Американец или европеец, впервые очутившийся на Кавказе (а точно так же, надо признать, будет себя чувствовать и большинство русских), оказывается посреди хаотического потока ярких и порою слишком сильных впечатлений. Поначалу это просто ошеломляет. В качестве нормальной, предсказуемой реакции мозг пытается заузить поток информации, поставить заслон мельтешению все новых впечатлений, прикрыться какими-нибудь привычными стереотипами и схемами насчет иноязыкого разноголосья. Замечу, что одним из самых распространенных способов защиты от избытка впечатлений как раз и выступает переэкзотизация чужой жизненной реальности.
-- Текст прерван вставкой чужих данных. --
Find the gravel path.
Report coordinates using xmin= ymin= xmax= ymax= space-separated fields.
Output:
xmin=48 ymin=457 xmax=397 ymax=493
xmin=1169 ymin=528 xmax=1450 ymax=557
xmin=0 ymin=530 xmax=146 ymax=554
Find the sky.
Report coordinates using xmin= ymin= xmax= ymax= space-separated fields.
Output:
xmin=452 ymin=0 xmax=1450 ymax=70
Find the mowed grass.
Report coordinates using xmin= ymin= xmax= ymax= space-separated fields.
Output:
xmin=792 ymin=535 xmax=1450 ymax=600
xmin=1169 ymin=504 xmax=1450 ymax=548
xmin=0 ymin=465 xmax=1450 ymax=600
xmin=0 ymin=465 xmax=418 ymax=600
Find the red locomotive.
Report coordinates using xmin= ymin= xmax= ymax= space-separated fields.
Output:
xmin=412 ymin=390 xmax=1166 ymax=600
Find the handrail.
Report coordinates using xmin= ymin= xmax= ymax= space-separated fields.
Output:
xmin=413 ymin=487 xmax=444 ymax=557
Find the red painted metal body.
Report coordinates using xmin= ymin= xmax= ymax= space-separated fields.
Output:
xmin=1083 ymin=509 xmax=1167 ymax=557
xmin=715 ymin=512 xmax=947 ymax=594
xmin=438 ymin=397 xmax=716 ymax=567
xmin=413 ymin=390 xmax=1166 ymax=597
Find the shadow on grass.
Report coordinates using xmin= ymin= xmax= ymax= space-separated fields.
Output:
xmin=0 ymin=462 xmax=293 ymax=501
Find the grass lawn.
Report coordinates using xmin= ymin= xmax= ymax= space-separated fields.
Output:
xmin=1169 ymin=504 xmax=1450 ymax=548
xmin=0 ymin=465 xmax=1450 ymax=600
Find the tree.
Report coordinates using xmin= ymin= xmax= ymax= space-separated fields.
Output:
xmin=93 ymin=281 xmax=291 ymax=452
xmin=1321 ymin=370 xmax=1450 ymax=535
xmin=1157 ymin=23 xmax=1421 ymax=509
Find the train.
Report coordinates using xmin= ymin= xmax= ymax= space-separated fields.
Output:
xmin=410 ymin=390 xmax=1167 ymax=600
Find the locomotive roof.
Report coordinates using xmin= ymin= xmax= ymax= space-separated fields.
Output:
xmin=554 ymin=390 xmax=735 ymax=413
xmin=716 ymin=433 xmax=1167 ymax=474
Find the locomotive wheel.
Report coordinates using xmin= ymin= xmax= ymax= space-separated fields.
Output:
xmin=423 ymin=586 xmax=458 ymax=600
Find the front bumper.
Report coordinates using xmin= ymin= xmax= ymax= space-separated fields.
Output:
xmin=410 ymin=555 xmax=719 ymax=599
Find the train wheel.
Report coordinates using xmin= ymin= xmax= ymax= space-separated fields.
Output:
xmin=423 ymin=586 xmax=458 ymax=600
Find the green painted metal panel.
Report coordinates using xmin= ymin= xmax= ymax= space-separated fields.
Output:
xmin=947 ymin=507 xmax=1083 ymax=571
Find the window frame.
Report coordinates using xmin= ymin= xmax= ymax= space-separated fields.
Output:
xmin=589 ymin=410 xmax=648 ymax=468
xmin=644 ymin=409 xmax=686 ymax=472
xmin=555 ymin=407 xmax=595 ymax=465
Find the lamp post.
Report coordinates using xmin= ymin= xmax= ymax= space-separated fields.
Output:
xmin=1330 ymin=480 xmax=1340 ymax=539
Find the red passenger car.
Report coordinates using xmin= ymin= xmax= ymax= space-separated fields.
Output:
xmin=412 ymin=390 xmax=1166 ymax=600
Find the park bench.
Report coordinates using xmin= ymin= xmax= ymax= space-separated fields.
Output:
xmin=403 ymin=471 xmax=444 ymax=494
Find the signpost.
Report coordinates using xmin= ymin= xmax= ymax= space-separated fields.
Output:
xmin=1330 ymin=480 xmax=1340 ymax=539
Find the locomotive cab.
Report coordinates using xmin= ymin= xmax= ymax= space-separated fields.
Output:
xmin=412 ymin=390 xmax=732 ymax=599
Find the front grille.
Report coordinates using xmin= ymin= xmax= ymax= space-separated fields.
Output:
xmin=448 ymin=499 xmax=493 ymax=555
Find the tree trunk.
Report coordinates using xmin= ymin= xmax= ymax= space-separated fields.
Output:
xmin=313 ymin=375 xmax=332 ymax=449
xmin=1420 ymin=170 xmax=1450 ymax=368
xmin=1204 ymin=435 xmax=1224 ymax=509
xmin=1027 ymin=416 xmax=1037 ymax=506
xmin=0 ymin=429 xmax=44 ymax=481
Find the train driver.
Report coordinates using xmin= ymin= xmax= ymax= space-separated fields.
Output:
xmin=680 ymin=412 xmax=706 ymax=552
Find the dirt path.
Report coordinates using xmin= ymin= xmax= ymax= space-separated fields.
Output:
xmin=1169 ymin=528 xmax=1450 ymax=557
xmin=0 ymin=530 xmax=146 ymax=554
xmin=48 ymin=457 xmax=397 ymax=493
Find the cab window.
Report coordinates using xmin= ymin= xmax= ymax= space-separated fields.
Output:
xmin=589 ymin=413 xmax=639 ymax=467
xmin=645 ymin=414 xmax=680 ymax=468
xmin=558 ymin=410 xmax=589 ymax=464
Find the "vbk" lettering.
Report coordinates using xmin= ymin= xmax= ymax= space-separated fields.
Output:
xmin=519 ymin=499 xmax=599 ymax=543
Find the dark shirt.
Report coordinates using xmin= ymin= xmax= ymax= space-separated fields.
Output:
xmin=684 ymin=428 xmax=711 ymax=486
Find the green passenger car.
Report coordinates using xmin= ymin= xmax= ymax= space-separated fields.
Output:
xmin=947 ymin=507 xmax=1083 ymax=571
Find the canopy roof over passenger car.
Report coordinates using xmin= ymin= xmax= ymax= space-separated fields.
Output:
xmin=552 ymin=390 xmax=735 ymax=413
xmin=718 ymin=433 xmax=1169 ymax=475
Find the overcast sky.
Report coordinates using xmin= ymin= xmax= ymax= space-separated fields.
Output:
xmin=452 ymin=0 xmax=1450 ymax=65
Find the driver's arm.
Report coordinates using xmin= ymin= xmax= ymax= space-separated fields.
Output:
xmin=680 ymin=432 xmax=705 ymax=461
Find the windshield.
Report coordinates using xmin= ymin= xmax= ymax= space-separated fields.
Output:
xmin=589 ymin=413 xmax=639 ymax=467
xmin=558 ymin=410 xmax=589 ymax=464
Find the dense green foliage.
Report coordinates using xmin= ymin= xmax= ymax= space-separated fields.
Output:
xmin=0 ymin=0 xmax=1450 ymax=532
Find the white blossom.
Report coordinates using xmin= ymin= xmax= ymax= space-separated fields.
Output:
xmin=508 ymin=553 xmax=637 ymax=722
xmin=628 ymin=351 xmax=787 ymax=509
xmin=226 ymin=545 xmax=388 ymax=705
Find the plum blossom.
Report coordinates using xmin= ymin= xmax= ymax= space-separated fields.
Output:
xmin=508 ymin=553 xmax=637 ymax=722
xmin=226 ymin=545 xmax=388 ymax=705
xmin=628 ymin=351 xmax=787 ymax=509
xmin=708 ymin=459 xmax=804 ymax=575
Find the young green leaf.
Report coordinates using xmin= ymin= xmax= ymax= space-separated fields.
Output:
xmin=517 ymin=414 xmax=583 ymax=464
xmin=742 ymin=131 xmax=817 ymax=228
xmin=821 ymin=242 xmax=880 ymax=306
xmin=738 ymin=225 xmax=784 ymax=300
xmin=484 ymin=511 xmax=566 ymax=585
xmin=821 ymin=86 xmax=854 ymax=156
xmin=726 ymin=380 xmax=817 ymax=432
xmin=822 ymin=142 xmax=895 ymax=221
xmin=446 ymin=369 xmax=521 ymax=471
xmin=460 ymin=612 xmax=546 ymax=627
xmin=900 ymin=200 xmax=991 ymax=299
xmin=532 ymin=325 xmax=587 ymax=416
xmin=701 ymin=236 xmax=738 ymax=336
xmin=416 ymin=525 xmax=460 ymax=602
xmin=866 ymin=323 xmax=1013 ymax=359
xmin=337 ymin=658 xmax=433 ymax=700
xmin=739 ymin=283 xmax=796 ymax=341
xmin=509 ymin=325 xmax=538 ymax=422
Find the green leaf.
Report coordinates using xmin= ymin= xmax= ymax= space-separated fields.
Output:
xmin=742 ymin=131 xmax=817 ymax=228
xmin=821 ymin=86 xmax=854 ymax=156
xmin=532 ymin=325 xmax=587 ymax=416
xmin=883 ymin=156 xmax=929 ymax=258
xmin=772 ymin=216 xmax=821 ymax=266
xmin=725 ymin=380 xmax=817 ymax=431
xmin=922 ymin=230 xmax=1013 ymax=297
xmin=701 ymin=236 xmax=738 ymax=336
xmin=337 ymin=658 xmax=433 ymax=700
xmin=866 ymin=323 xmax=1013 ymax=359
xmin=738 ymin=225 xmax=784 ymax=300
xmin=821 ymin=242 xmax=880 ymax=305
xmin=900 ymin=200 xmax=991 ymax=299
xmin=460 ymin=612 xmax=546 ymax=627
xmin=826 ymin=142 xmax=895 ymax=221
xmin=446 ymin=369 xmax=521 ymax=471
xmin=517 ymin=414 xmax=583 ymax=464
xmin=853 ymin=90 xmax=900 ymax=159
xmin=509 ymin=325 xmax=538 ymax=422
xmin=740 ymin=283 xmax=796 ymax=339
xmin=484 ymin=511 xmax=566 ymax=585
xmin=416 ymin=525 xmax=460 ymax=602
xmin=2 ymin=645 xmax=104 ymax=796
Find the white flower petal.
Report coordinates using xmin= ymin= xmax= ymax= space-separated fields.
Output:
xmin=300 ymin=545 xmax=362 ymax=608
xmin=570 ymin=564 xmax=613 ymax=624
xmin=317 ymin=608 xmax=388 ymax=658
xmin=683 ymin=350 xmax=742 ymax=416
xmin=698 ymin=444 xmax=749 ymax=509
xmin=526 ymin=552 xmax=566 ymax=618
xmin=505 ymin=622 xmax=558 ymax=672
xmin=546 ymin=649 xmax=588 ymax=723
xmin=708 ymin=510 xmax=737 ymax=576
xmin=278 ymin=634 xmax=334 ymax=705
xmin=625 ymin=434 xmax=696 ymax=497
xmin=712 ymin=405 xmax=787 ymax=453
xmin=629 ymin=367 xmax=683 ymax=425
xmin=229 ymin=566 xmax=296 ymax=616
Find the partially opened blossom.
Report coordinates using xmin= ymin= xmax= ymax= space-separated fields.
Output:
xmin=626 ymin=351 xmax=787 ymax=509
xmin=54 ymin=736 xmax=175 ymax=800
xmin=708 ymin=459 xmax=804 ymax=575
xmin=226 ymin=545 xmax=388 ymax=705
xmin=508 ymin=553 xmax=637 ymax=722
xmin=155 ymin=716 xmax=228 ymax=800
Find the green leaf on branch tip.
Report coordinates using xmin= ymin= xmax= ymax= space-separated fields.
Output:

За непривычными одеждой, речью, поведением, прочими внешними этническими и классовыми признаками мы нередко отказываемся разглядеть знакомые человеческие типажи – таксист-«водила», старушка, женщина с ребенком, молодой щеголь, уличный жулик, группка зевак, интеллигентного вида прохожий, полицейский-«мент», чиновник, торговка – людей со вполне обычными житейскими заботами, комплексами, слабостями, предпочтениями. Кто-то из них нам может быть полезен, кого-то лучше бы избегать, большинство просто обтекает нас в потоке жизни.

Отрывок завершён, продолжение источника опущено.